Feds Miss Air Code Deadline

Staff, Blacklock's Reporter

Transport Canada yesterday acknowledged it won’t meet its own deadline to enforce an air passenger rights code by year’s end. Enforcement is delayed at least six months though Parliament last May 23 passed a bill mandating automatic compensation for poor service.

“We’re almost there,” Scott Streiner, CEO of the Canadian Transportation Agency, said in a statement to reporters. Bill C-49 An Act To Amend The Canada Transportation Act requires that the Agency complete a compensation schedule for passengers that suffer lost or damaged luggage, flight delays or denial of boarding.

A legal text of proposed regulations will be released December 21. “Canadians will have until February 20, 2019 to give us feedback,” wrote Streiner. “We’ll then move as quickly as possible to consider this feedback and finalize the regulations, which are expected to come into force next summer.”

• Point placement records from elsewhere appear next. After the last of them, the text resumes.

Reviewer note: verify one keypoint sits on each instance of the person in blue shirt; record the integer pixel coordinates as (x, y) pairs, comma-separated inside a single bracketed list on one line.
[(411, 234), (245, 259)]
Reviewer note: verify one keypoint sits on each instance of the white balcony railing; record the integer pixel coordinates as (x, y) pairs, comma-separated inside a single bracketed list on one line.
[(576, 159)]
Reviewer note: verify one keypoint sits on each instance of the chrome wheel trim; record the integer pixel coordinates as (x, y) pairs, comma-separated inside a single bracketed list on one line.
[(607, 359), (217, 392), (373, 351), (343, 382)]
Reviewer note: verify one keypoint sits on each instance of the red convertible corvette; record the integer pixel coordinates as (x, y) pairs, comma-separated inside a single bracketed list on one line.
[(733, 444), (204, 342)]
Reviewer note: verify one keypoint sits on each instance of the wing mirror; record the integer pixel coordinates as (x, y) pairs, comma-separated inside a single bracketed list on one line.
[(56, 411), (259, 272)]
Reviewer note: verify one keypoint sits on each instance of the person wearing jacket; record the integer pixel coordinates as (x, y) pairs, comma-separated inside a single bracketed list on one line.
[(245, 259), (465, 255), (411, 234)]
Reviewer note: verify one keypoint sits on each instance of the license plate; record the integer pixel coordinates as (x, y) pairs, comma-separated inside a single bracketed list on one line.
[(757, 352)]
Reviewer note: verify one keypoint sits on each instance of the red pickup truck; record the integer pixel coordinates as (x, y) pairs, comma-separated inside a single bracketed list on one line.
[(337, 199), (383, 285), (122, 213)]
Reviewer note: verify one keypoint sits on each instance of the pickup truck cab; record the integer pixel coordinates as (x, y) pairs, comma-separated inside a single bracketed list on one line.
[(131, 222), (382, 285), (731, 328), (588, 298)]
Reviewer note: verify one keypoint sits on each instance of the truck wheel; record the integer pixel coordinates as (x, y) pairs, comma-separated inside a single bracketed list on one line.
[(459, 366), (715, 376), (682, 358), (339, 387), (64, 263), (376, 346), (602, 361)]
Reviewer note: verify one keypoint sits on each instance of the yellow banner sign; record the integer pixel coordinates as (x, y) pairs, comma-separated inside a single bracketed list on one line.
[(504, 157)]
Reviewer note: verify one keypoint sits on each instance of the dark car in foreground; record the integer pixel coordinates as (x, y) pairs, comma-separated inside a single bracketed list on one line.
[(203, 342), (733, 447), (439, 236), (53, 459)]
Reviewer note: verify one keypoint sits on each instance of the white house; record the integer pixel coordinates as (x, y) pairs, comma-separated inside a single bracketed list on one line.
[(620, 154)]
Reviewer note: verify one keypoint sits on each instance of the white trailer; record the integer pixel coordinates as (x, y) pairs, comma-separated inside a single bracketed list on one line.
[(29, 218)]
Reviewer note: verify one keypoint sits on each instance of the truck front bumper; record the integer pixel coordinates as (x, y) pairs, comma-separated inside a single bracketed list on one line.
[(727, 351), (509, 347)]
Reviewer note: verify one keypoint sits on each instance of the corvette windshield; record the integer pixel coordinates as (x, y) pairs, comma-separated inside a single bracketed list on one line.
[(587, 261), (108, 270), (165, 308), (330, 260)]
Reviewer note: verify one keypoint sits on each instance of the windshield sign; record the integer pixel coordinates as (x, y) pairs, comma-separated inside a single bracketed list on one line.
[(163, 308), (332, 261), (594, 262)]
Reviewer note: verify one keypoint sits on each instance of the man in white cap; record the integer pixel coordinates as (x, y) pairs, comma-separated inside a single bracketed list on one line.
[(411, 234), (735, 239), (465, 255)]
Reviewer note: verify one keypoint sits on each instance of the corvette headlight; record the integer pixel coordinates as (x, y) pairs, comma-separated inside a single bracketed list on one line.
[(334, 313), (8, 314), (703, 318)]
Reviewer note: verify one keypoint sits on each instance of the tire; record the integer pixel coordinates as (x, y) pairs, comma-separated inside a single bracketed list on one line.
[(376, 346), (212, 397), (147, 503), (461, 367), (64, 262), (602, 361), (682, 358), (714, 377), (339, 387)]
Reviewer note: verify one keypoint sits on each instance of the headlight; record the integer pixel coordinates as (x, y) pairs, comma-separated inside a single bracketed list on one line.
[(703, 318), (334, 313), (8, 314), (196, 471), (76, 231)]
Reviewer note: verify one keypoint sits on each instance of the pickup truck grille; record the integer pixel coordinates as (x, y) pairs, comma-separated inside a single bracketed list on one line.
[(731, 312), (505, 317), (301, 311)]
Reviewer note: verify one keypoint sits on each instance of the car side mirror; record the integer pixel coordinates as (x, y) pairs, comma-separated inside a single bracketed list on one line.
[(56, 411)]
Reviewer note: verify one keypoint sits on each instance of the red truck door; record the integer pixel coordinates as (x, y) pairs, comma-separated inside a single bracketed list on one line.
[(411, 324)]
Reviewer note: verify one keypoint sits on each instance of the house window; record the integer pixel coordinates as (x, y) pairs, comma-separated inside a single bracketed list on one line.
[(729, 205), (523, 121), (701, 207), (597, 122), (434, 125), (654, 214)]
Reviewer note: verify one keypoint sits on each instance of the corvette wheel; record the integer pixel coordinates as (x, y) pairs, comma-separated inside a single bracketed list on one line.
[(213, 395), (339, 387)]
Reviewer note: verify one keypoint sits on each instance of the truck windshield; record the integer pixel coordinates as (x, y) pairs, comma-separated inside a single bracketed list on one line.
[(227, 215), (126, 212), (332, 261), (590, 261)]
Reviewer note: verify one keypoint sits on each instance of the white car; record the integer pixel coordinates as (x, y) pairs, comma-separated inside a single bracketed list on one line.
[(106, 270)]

Transport Minister Marc Garneau in 2017 said: “We’re going to make it happen, and our hope is it will be in place in 2018”; “They’ll be coming out in 2018,” he said. Garneau declined comment when asked why the regulations were delayed.

Canada is the only G7 country without automatic compensation for airline customers in cases of poor service. The Transportation Agency in an October 16 report Air Passenger Protection Regulations Consultations: What We Heard noted U.S. and European Union rules offer travelers up to $900 for flight cancellations, a maximum $1,350 for denial of boarding, and $3,500 for lost or damaged luggage.

Canadian proposals yesterday outlined by regulators suggested $2,400 for passengers denied boarding due to overbooking “or other actions within an airline’s control”, and a maximum $1,000 for flight delays “within an airline’s control that are not safety-related”.

Agency CEO Streiner noted the Canadian regulations will not apply to small regional carriers flying rural routes, or discount airlines. “These amounts recognize how financially fragile many of those airlines are, and how critical their survival is for the communities they serve,” said Streiner.

Members of the Senate transport committee earlier noted no actual compensation figures are detailed in Bill C-49, and that details were left to staff to write into regulations. “You could refer to it more accurately as a promissory note rather than a bill of rights,” Senator Michael MacDonald (Conservative-N.S.) told 2017 hearings.

“I really hope people will wait to see the whole bill before they judge it,” Minister Garneau said under questioning. “People are cherry-picking individual things and they’re not getting a realistic picture of the full bill. I think Canadians will be pleased with the bill of rights when they see it.”

“Perhaps it should be in the bill, Minister,” said Senator Terry Mercer (Liberal-N.S.). “Then we wouldn’t have the controversy.”